Access to Menstrual Products and Sanitation Facilities

Another critical aspect of menstrual hygiene is ensuring access to safe and affordable menstrual products, as well as proper sanitation facilities. Unfortunately, an estimated 500 million people still lack access to these basic necessities. This is not just an inconvenience for menstruating individuals, however. Insufficient resources to manage menstruation exacerbate gender, social and economic inequalities, as menstruating individuals may face societal pressure to skip school or work during their periods. 

Call to Action

Menstrual Hygiene Day is not just a one-day observance but a catalyst for sustained change. We can all contribute to improving menstrual hygiene by:

  • Supporting organizations and initiatives that provide menstrual products and hygiene education to marginalized communities.
  • Advocating for policies that make menstrual products tax-free and easily accessible.
  • Engaging in open conversations about menstruation, breaking taboos, and eliminating shame.
  • Educating ourselves and others about menstrual health.
  • Supporting targeted policies to end period poverty (when low-income people struggle to afford menstrual products and have limited access to clean water and sanitation options)
  • Encouraging schools and institutions to include comprehensive menstrual education in their curriculum.

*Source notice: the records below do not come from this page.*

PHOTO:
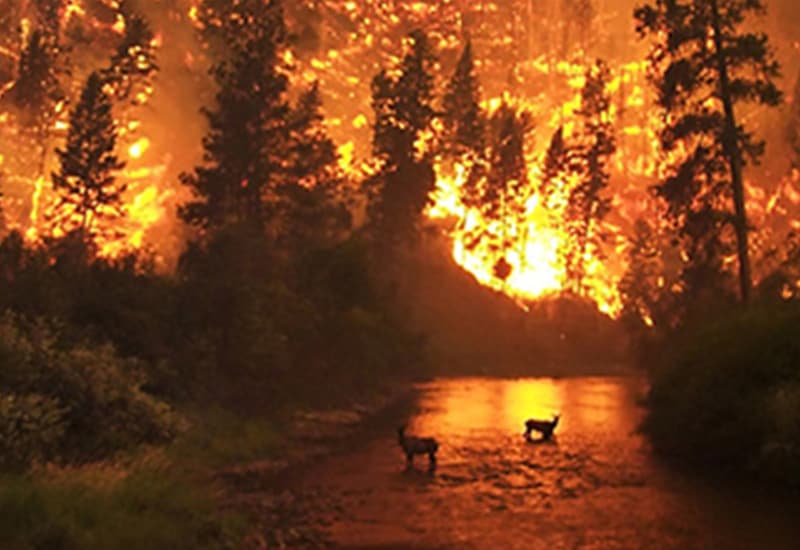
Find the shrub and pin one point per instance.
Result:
(76, 404)
(726, 393)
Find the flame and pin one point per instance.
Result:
(519, 254)
(138, 148)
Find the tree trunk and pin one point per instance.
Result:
(734, 158)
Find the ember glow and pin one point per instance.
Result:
(529, 54)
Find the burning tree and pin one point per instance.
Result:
(463, 120)
(640, 287)
(506, 185)
(314, 210)
(588, 162)
(464, 125)
(706, 65)
(247, 143)
(49, 15)
(403, 106)
(86, 182)
(36, 93)
(793, 126)
(134, 61)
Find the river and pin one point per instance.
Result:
(596, 485)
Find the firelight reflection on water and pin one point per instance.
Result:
(597, 485)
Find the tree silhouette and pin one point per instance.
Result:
(588, 159)
(706, 65)
(49, 16)
(464, 122)
(86, 181)
(247, 142)
(36, 93)
(463, 119)
(555, 165)
(315, 214)
(640, 287)
(134, 60)
(403, 107)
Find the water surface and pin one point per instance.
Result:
(596, 485)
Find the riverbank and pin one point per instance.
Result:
(276, 515)
(215, 487)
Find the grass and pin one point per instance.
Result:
(220, 438)
(148, 509)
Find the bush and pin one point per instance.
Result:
(78, 404)
(727, 394)
(145, 510)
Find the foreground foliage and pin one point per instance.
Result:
(727, 393)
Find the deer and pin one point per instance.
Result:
(412, 446)
(544, 427)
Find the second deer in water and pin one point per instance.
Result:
(544, 427)
(417, 446)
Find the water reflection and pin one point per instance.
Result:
(595, 485)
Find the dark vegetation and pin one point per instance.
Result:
(722, 355)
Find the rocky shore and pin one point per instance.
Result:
(281, 517)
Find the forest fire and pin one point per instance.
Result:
(520, 249)
(238, 236)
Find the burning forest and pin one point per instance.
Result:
(538, 80)
(233, 231)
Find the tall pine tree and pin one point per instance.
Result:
(707, 63)
(462, 118)
(465, 125)
(86, 182)
(314, 214)
(404, 110)
(35, 95)
(134, 61)
(588, 159)
(248, 139)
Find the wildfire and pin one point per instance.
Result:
(519, 254)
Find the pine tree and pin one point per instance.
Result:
(463, 119)
(35, 94)
(248, 139)
(134, 61)
(315, 214)
(403, 108)
(464, 122)
(49, 16)
(640, 287)
(555, 165)
(86, 182)
(506, 185)
(507, 176)
(588, 159)
(707, 65)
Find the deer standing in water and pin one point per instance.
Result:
(417, 446)
(544, 427)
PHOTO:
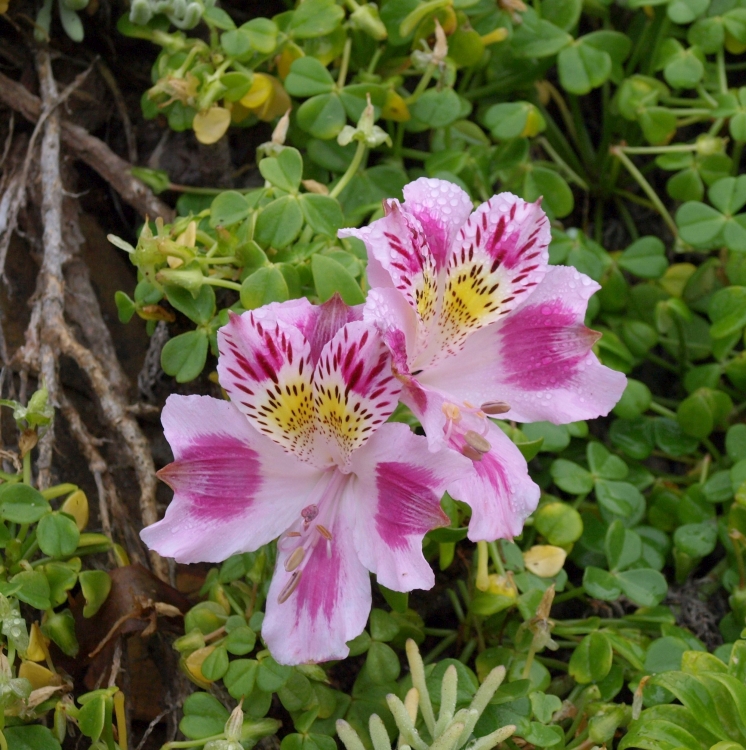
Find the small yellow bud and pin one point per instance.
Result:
(76, 505)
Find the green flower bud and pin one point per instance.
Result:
(365, 18)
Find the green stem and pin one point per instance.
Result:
(345, 63)
(495, 557)
(722, 76)
(351, 170)
(440, 648)
(212, 281)
(679, 147)
(27, 468)
(662, 410)
(562, 164)
(646, 187)
(422, 85)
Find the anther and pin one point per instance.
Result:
(469, 452)
(324, 532)
(476, 441)
(493, 408)
(295, 559)
(309, 513)
(289, 587)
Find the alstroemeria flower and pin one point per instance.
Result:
(302, 453)
(479, 325)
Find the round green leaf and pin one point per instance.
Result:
(57, 534)
(591, 661)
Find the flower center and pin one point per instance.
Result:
(311, 529)
(467, 426)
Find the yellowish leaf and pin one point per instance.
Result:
(544, 560)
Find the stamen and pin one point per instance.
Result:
(493, 408)
(309, 513)
(290, 586)
(324, 532)
(295, 559)
(476, 441)
(469, 452)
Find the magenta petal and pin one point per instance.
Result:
(538, 359)
(396, 493)
(442, 208)
(354, 388)
(265, 367)
(328, 607)
(499, 490)
(227, 479)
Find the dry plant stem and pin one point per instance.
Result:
(108, 498)
(55, 337)
(91, 150)
(49, 285)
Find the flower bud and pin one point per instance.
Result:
(189, 278)
(365, 18)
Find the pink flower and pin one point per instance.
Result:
(301, 453)
(479, 325)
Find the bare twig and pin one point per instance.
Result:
(91, 150)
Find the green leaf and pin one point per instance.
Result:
(671, 438)
(184, 356)
(698, 223)
(622, 546)
(620, 500)
(591, 661)
(571, 477)
(314, 18)
(30, 737)
(279, 223)
(582, 67)
(514, 119)
(57, 534)
(330, 277)
(271, 676)
(437, 108)
(95, 585)
(559, 523)
(204, 716)
(600, 584)
(645, 258)
(20, 503)
(643, 586)
(199, 309)
(284, 170)
(240, 678)
(322, 213)
(263, 286)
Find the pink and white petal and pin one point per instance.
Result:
(442, 208)
(265, 367)
(396, 491)
(499, 257)
(398, 243)
(354, 388)
(499, 490)
(328, 607)
(387, 309)
(234, 490)
(538, 359)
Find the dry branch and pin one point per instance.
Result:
(49, 335)
(91, 150)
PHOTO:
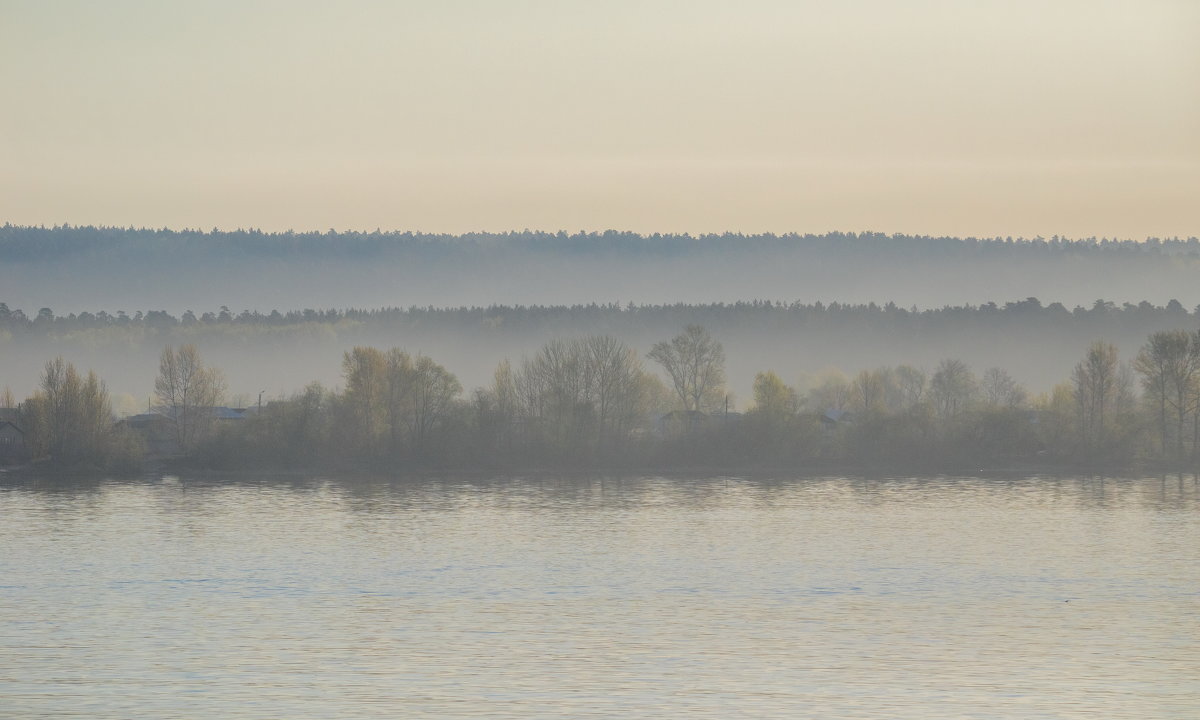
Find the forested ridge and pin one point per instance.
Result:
(45, 244)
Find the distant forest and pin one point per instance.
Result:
(40, 244)
(76, 269)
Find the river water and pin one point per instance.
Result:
(601, 598)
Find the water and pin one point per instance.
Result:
(631, 598)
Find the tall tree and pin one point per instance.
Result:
(952, 388)
(696, 366)
(1169, 365)
(1097, 387)
(187, 390)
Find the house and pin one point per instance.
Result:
(834, 417)
(12, 444)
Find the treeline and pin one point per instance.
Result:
(1099, 316)
(40, 244)
(593, 402)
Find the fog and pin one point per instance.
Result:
(651, 287)
(597, 269)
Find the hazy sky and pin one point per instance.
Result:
(981, 117)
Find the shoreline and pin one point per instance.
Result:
(178, 467)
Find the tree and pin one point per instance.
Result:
(366, 391)
(187, 390)
(433, 391)
(910, 385)
(70, 419)
(952, 388)
(1001, 390)
(1096, 382)
(696, 366)
(1169, 365)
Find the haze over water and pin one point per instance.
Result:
(642, 597)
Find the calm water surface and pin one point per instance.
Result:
(648, 597)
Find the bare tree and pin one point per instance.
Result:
(70, 419)
(1097, 387)
(1169, 365)
(187, 390)
(696, 365)
(435, 390)
(952, 388)
(911, 385)
(1001, 390)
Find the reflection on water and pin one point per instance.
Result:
(647, 597)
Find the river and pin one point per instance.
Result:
(601, 598)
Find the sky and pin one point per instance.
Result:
(983, 118)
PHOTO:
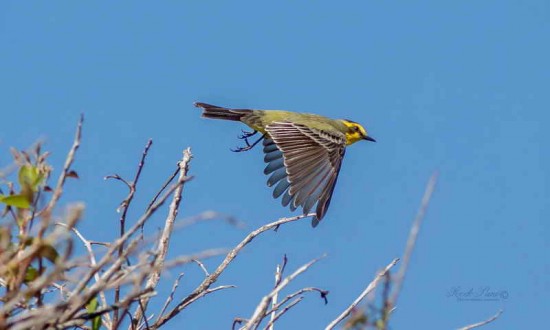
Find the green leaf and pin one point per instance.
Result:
(49, 252)
(91, 307)
(19, 201)
(31, 274)
(30, 177)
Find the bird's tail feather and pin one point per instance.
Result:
(215, 112)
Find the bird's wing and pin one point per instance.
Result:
(304, 164)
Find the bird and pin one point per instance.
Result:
(303, 152)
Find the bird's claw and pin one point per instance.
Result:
(246, 134)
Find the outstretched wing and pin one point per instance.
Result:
(304, 164)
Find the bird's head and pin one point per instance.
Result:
(355, 132)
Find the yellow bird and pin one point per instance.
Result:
(303, 151)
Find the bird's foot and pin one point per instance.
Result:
(248, 145)
(246, 134)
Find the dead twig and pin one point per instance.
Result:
(411, 241)
(166, 233)
(370, 287)
(261, 309)
(479, 324)
(208, 281)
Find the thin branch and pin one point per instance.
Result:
(125, 206)
(261, 309)
(171, 296)
(207, 282)
(163, 187)
(271, 323)
(164, 242)
(278, 276)
(58, 191)
(93, 262)
(209, 216)
(202, 266)
(479, 324)
(370, 287)
(411, 242)
(323, 293)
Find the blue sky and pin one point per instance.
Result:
(458, 87)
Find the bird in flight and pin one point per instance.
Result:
(303, 152)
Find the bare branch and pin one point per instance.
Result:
(281, 313)
(370, 287)
(479, 324)
(278, 276)
(166, 234)
(208, 216)
(261, 309)
(411, 242)
(58, 191)
(171, 296)
(93, 262)
(125, 205)
(207, 282)
(201, 265)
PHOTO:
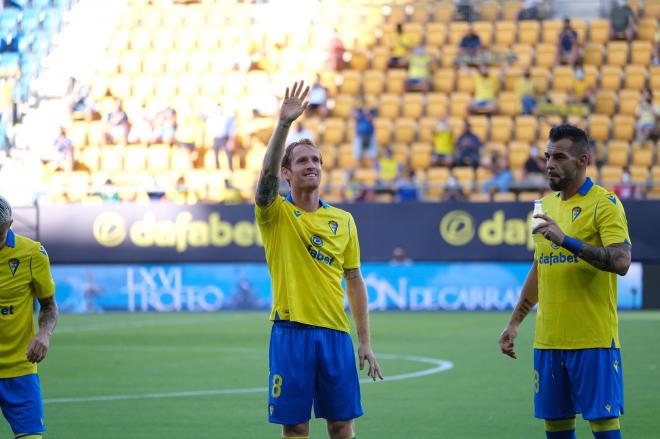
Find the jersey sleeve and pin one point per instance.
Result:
(611, 221)
(42, 280)
(352, 251)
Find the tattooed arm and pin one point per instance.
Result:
(529, 296)
(357, 299)
(292, 107)
(614, 258)
(47, 320)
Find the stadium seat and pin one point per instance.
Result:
(413, 105)
(388, 106)
(624, 127)
(528, 32)
(605, 102)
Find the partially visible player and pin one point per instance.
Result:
(24, 275)
(577, 359)
(310, 246)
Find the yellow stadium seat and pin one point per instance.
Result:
(617, 53)
(388, 106)
(384, 129)
(605, 102)
(562, 78)
(551, 29)
(413, 105)
(505, 33)
(610, 78)
(436, 105)
(485, 31)
(628, 101)
(635, 77)
(501, 128)
(526, 127)
(334, 131)
(599, 31)
(528, 32)
(351, 81)
(599, 127)
(546, 55)
(459, 103)
(508, 103)
(457, 30)
(624, 127)
(404, 130)
(617, 153)
(641, 53)
(444, 80)
(396, 80)
(594, 54)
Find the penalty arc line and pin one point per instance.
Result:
(440, 366)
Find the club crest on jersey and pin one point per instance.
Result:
(576, 212)
(13, 265)
(317, 241)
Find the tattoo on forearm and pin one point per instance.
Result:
(524, 309)
(266, 189)
(48, 315)
(352, 273)
(614, 259)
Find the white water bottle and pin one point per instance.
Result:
(538, 210)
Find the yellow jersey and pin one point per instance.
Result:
(577, 306)
(307, 253)
(24, 273)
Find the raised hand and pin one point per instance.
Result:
(294, 102)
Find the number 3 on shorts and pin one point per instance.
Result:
(276, 387)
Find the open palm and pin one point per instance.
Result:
(294, 102)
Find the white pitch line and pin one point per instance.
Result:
(440, 366)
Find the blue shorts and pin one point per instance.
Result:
(21, 404)
(587, 381)
(311, 366)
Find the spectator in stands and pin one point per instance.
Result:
(470, 46)
(526, 90)
(486, 85)
(165, 125)
(399, 258)
(400, 44)
(567, 44)
(365, 148)
(622, 21)
(443, 145)
(453, 191)
(647, 117)
(419, 71)
(221, 127)
(117, 125)
(626, 189)
(535, 168)
(530, 10)
(63, 151)
(388, 172)
(468, 148)
(318, 99)
(336, 52)
(300, 132)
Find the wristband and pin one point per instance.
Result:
(572, 244)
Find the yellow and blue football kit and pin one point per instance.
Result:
(24, 273)
(311, 359)
(577, 357)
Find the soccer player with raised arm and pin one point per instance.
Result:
(24, 275)
(310, 246)
(577, 359)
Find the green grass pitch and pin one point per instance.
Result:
(485, 394)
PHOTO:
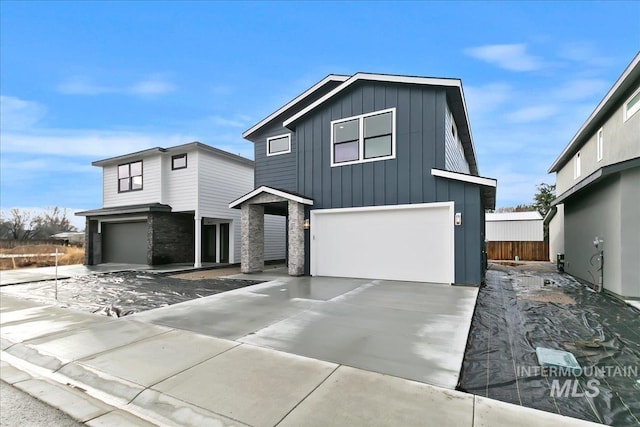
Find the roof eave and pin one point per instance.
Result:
(331, 77)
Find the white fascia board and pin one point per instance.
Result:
(430, 81)
(273, 191)
(331, 77)
(487, 182)
(561, 160)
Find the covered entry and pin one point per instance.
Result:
(267, 200)
(400, 242)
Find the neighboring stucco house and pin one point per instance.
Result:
(598, 182)
(554, 219)
(170, 205)
(378, 178)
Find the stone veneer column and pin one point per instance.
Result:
(252, 246)
(296, 238)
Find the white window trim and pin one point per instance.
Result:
(628, 113)
(599, 144)
(361, 118)
(288, 135)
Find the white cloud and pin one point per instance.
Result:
(94, 144)
(583, 89)
(513, 57)
(154, 85)
(17, 114)
(486, 99)
(532, 114)
(82, 86)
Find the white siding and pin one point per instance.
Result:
(453, 152)
(150, 192)
(181, 185)
(514, 231)
(220, 181)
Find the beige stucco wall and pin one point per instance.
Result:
(621, 142)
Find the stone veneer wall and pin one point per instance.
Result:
(171, 238)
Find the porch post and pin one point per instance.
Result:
(295, 242)
(197, 263)
(252, 245)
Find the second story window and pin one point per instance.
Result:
(280, 144)
(130, 177)
(599, 145)
(364, 138)
(179, 161)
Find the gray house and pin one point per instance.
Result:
(377, 177)
(170, 205)
(598, 187)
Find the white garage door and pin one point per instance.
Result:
(403, 242)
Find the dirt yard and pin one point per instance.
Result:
(69, 255)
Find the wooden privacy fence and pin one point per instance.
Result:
(525, 251)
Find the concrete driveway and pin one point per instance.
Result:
(416, 331)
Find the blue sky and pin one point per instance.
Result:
(83, 81)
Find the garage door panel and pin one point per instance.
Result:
(124, 242)
(412, 243)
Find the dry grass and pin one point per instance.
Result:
(69, 255)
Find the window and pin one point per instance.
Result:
(632, 105)
(599, 144)
(130, 177)
(280, 144)
(365, 138)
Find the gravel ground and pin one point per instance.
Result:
(124, 293)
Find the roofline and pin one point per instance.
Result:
(312, 89)
(264, 189)
(392, 78)
(159, 150)
(389, 78)
(487, 182)
(603, 107)
(596, 176)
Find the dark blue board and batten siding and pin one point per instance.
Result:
(420, 143)
(279, 171)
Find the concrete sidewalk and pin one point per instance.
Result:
(105, 371)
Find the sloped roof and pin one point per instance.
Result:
(159, 150)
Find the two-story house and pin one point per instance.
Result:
(170, 205)
(377, 177)
(598, 187)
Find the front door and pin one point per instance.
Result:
(209, 243)
(224, 243)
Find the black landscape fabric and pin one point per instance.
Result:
(519, 310)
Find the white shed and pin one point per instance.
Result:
(514, 227)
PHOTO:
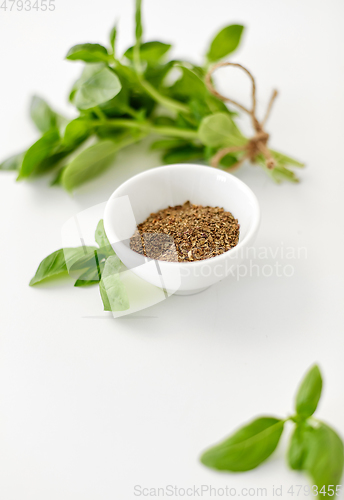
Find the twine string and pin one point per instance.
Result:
(258, 143)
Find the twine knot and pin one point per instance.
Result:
(258, 144)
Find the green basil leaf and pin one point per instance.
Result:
(76, 132)
(111, 287)
(298, 447)
(39, 151)
(247, 448)
(91, 276)
(13, 162)
(89, 164)
(167, 144)
(225, 42)
(113, 35)
(60, 262)
(189, 85)
(138, 21)
(102, 239)
(219, 130)
(101, 86)
(325, 458)
(309, 393)
(42, 115)
(151, 52)
(88, 52)
(186, 153)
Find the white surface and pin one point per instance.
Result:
(91, 407)
(172, 185)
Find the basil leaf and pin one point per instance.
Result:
(309, 393)
(298, 447)
(218, 130)
(76, 132)
(91, 276)
(112, 37)
(151, 52)
(88, 52)
(101, 86)
(183, 153)
(247, 448)
(167, 144)
(42, 115)
(138, 21)
(189, 85)
(88, 164)
(111, 287)
(13, 162)
(325, 457)
(87, 261)
(39, 151)
(225, 42)
(60, 262)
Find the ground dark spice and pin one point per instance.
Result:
(186, 233)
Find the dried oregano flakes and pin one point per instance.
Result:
(186, 233)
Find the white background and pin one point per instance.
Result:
(91, 407)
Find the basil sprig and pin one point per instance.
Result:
(314, 447)
(122, 99)
(92, 266)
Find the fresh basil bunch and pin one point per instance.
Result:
(122, 99)
(314, 447)
(91, 266)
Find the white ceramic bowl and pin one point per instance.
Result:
(152, 190)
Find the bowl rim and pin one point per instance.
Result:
(218, 258)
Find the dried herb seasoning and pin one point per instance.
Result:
(186, 233)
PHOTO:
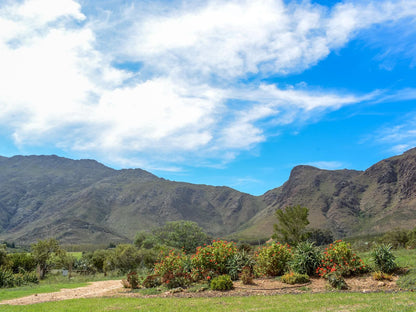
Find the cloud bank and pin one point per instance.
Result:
(170, 83)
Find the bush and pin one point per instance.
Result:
(339, 258)
(306, 258)
(408, 281)
(294, 278)
(21, 262)
(174, 270)
(212, 260)
(383, 258)
(336, 280)
(8, 279)
(133, 280)
(151, 281)
(379, 276)
(397, 238)
(222, 282)
(247, 275)
(273, 260)
(236, 263)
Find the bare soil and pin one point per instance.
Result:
(261, 287)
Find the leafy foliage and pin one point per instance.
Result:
(291, 226)
(186, 235)
(273, 260)
(336, 281)
(18, 262)
(212, 259)
(133, 280)
(383, 258)
(247, 276)
(42, 252)
(222, 282)
(8, 279)
(320, 237)
(397, 238)
(237, 262)
(294, 278)
(338, 258)
(174, 270)
(125, 258)
(306, 258)
(151, 281)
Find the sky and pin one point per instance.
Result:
(217, 92)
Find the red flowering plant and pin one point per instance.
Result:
(273, 260)
(174, 269)
(338, 258)
(211, 260)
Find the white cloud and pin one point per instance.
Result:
(187, 101)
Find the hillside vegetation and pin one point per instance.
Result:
(83, 201)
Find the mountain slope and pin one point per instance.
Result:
(83, 201)
(348, 202)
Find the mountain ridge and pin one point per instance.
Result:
(83, 201)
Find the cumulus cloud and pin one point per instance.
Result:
(62, 82)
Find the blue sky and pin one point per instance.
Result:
(231, 93)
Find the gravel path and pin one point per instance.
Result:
(94, 289)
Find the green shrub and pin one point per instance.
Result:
(306, 258)
(222, 282)
(339, 258)
(379, 276)
(133, 280)
(19, 262)
(383, 258)
(247, 275)
(408, 281)
(151, 281)
(273, 260)
(336, 281)
(8, 279)
(212, 260)
(294, 278)
(236, 263)
(397, 238)
(174, 270)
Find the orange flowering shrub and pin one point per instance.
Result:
(273, 260)
(173, 270)
(211, 260)
(339, 258)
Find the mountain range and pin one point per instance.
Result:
(83, 201)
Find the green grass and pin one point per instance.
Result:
(53, 283)
(11, 293)
(304, 302)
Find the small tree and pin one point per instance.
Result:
(291, 227)
(43, 251)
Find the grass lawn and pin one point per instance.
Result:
(380, 302)
(53, 283)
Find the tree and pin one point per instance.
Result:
(292, 223)
(43, 251)
(320, 237)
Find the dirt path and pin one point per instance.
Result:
(261, 287)
(94, 289)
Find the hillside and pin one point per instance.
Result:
(83, 201)
(348, 202)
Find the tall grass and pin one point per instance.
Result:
(379, 302)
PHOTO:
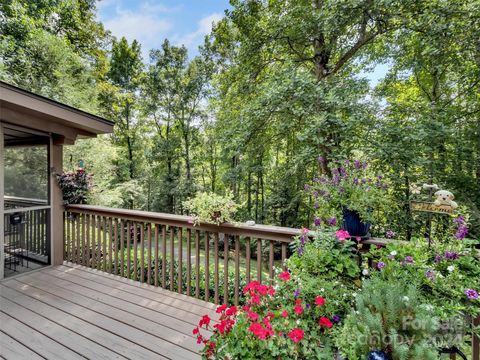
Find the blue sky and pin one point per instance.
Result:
(151, 21)
(181, 21)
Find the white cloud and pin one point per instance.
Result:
(194, 39)
(145, 24)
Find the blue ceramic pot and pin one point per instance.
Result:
(353, 224)
(377, 355)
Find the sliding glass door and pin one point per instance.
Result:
(26, 218)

Menstrual Hygiene Day has a whole list of resources and ways to get involved, so be sure to check them out! 


Menstrual Hygiene Day is an essential milestone in the journey toward achieving menstrual health for all. By raising awareness, breaking taboos, and promoting access to menstrual products and sanitation facilities, we can help achieve this years’ theme: to create a world where menstruation is a normal fact of life by 2030. So let’s get out there and challenge those stigmas!